Calling TTS from a Swift app

I saw that OpenAI published an endpoint for TextToSpeech, but I could only find a sample for Node.js and one for Python, using some installs on my Mac. Don’t want that :wink:

So, I wrote a bit of code in Swift that produces a file with the spoken text.
No guarantee!! But it works for me!

  • Please add your own error handling and remove the print statements!
  • Please give the file a name, now it is a generated name.
  • The file is a tmp file. It is probably an MP3 file or something.
  • Or use the stream to play the resulting speech in your app.
  • You can remove the organisation if you are a one-person-team.
import Foundation

class OpenAITTS {
    
    private enum constants {
        enum openAI {
            static let url = URL(string: "https://api.openai.com/v1/audio/speech")
            static let apiKey = "<your apiKey here>"
            static let organisation = "<your organisation ID here>"
        }
    }
    
    private var urlSession: URLSession = {
        let configuration = URLSessionConfiguration.default
        let session = URLSession(configuration: configuration)
        return session
    }()
    
    func speak(_ text: String) {
        guard let request = self.request(text) else {
            print("No request")
            return
        }
        self.send(request: request)
    }
    
    private func send(request: URLRequest) {
        
        let task = self.urlSession.downloadTask(with: request) { urlOrNil, responseOrNil, errorOrNil in
            if let errorOrNil {
                print(errorOrNil)
                return
            }

            if let response = responseOrNil as?
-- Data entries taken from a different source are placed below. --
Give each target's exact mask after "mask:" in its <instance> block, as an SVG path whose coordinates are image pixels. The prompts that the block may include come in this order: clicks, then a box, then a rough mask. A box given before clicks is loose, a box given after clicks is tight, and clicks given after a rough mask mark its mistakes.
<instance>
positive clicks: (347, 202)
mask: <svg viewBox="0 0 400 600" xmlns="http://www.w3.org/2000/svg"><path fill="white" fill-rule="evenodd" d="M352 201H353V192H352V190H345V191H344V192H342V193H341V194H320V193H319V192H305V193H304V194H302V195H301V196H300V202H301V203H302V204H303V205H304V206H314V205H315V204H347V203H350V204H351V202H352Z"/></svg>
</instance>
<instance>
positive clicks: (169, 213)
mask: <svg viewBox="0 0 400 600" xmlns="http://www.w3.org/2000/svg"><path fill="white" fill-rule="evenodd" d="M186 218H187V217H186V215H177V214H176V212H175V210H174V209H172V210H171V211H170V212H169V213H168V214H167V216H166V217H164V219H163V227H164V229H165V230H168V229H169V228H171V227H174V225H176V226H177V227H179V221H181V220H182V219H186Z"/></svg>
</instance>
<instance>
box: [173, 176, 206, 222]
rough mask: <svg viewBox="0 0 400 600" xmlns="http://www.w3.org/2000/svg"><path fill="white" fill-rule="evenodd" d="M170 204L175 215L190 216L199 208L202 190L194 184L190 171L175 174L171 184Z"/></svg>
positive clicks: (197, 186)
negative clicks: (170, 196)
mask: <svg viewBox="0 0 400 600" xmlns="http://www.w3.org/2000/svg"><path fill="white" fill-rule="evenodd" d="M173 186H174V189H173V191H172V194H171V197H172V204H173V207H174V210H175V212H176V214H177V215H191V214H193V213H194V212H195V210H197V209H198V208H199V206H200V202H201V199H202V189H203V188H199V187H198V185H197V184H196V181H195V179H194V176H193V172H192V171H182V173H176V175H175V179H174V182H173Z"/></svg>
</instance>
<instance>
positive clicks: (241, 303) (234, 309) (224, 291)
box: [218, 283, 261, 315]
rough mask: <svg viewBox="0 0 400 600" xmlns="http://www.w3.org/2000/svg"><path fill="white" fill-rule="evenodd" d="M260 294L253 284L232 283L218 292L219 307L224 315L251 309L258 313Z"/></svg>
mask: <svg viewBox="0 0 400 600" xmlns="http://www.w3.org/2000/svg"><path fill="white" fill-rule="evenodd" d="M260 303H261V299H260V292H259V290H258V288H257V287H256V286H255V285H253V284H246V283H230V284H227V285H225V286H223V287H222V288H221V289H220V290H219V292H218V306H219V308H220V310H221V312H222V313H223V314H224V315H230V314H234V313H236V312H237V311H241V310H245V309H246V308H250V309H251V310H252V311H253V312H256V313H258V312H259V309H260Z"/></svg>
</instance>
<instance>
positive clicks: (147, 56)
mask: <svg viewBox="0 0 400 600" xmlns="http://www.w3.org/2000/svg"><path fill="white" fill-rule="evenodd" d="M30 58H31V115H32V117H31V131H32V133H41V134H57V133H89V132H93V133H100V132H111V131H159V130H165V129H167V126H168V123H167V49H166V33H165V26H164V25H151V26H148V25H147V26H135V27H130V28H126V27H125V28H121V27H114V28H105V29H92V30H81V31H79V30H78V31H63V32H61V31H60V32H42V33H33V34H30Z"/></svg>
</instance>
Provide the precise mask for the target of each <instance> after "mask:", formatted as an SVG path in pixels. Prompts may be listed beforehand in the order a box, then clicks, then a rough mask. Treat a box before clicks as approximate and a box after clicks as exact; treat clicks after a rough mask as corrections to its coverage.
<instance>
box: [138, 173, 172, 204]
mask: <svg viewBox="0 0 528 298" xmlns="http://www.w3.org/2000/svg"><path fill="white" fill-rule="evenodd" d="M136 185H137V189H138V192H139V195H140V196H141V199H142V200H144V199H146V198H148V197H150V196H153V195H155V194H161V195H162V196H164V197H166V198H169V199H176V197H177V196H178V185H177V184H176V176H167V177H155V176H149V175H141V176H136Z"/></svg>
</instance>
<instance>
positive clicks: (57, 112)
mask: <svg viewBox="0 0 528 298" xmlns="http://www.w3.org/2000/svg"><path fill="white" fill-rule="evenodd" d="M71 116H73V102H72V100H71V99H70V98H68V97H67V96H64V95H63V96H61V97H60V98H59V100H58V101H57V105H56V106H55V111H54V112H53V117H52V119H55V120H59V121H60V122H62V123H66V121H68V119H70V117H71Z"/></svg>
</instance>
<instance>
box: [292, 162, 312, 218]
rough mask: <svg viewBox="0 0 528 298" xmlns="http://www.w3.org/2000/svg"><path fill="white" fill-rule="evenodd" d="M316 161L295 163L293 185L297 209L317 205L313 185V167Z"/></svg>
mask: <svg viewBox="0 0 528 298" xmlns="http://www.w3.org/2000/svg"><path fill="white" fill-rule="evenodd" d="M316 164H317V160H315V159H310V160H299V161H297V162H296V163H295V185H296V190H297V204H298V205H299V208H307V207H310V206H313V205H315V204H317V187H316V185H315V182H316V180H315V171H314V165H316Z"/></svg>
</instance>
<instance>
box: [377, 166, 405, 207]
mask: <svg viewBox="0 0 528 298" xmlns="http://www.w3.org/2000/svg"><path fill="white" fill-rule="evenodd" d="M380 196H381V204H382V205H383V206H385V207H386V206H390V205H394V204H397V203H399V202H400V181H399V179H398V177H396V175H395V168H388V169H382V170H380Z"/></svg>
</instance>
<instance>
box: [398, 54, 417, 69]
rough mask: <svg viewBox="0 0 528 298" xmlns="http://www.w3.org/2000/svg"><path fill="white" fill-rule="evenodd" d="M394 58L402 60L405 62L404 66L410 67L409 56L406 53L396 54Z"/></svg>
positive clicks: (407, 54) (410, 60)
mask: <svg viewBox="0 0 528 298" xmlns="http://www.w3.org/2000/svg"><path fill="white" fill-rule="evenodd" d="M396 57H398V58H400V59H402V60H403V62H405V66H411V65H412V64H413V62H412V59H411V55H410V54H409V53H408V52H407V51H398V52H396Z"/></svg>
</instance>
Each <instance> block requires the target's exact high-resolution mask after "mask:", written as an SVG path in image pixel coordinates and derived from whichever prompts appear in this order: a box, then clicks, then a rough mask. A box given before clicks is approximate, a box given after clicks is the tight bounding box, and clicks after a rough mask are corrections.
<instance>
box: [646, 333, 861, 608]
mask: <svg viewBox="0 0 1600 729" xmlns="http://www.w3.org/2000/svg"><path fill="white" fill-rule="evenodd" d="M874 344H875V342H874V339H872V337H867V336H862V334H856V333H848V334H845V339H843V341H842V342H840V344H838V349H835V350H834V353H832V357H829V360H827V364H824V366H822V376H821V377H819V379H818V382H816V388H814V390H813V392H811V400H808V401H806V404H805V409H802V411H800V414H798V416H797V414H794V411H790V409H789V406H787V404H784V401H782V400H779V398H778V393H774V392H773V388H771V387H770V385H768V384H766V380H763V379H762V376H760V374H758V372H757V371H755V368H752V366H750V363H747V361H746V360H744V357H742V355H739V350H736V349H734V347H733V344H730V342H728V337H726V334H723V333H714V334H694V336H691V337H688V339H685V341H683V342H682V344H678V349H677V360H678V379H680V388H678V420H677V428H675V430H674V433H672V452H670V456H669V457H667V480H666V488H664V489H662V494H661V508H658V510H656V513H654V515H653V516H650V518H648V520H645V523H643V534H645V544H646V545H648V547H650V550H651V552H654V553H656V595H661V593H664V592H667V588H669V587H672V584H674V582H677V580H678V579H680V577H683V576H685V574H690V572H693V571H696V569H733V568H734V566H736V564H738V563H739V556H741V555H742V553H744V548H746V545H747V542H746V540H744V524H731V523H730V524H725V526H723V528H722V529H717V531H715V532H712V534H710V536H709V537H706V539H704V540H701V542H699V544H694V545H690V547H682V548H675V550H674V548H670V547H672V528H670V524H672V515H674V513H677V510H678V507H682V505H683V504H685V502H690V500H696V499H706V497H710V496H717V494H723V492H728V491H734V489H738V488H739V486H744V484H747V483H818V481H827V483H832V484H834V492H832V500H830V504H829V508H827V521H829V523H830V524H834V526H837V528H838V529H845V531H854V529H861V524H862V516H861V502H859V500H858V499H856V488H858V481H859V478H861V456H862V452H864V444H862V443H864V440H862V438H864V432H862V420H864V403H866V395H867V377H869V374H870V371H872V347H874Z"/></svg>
HTTPURLResponse {
                print(response.statusCode)
            }
            
            guard let fileURL = urlOrNil else { return }

            do {
                let documentsURL = try
                    FileManager.default.url(for: .documentDirectory,
                                            in: .userDomainMask,
                                            appropriateFor: nil,
                                            create: false)
                let savedURL = documentsURL.appendingPathComponent(fileURL.lastPathComponent)
                print(savedURL)
                try FileManager.default.moveItem(at: fileURL, to: savedURL)
            } catch {
                print ("file error: \(error)")
            }
        }

        task.resume()
    }
    
    private func request(_ text: String) -> URLRequest? {
        guard let baseURL = Self.constants.openAI.url else {
            return nil
        }
        
        let request = NSMutableURLRequest(url: baseURL)
        let parameters: [String: Any] = [
            "model": "tts-1",
            "voice": "nova",
            "response_format": "mp3",
            "speed": "0.98",  // hidden feature in OpenAI TTS! Range: 0.25 - 4.0, Default 1.0
            "input": text
        ]
        
        request.addValue("Bearer \(Self.constants.openAI.apiKey)", forHTTPHeaderField: "Authorization")
        request.addValue(Self.constants.openAI.organisation, forHTTPHeaderField: "OpenAI-Organization") // Optional
        request.setValue("application/json", forHTTPHeaderField: "Content-Type")

        request.httpMethod = "POST"
        
        if let jsonData = try? JSONSerialization.data(withJSONObject: parameters, options: .prettyPrinted) {
            request.httpBody = jsonData
        }
        
        return request as URLRequest
    }
}
2 Likes

oh nice find on the speed. I have to add that to my system.

1 Like

Hi Ben,

I found one more argument. I updated the code sample.

I do not see what was added haha, that or I had known it and didn’t recall it was not there to begin with :slight_smile:

“response_format": “mp3”,

ah, that is another good find. that one I had used before when playing with streaming the voice. I look forward to the cloning system down the road which will be fun.

Hi Ben,
Are there any other arguments/parameters?

not that I have seen yet, I pretty much just know what they had in the documents. only been using openai’s voice the last few months. pre that used a lot of other systems during testing. Elevenlabs, GTTS, EDGEtts, Open.ai, and a few other less real voices. Elevenlabs is my fav but $$$ to run on a real time bot. Openai is almost as good and once they get the voice clone tech going it will get better imo as we can than source other voice options to match the projects.

for free voice EDGETTS is the best. its processed local and almost instance and well not amazing its pretty much like google assistant/siri/alexa quality but lacks emotion on the same level as the the top ones for ranges ect.

Also with Elevenlabs they now are testing sounds generators which are pretty sweet. Openai I think will be coming out with something like that down the road as well to go with SORA system. Ai bubble is just starting :slight_smile:

Is it possible to get the status of the TTS generation once you call it? I find that when I call the TTS, it often takes 5 - 10 seconds before I get a response, depending on how long the text is. Is there a way to determine the time it will take to generate the audio or a way to get real-time updates on the generation? Appreciate any help

you can stream it, depending on your setup. the issue with the delay is the building of the file than playback, where stream would be direct to an output.

Openai supports it and I think Elevenlabs, but I have not played with it yet. EDGETTS is almost instant. well not a Ferrari it’s pretty good.

You could build a algorithm to predict the approx time based on number of words and some mapped timings.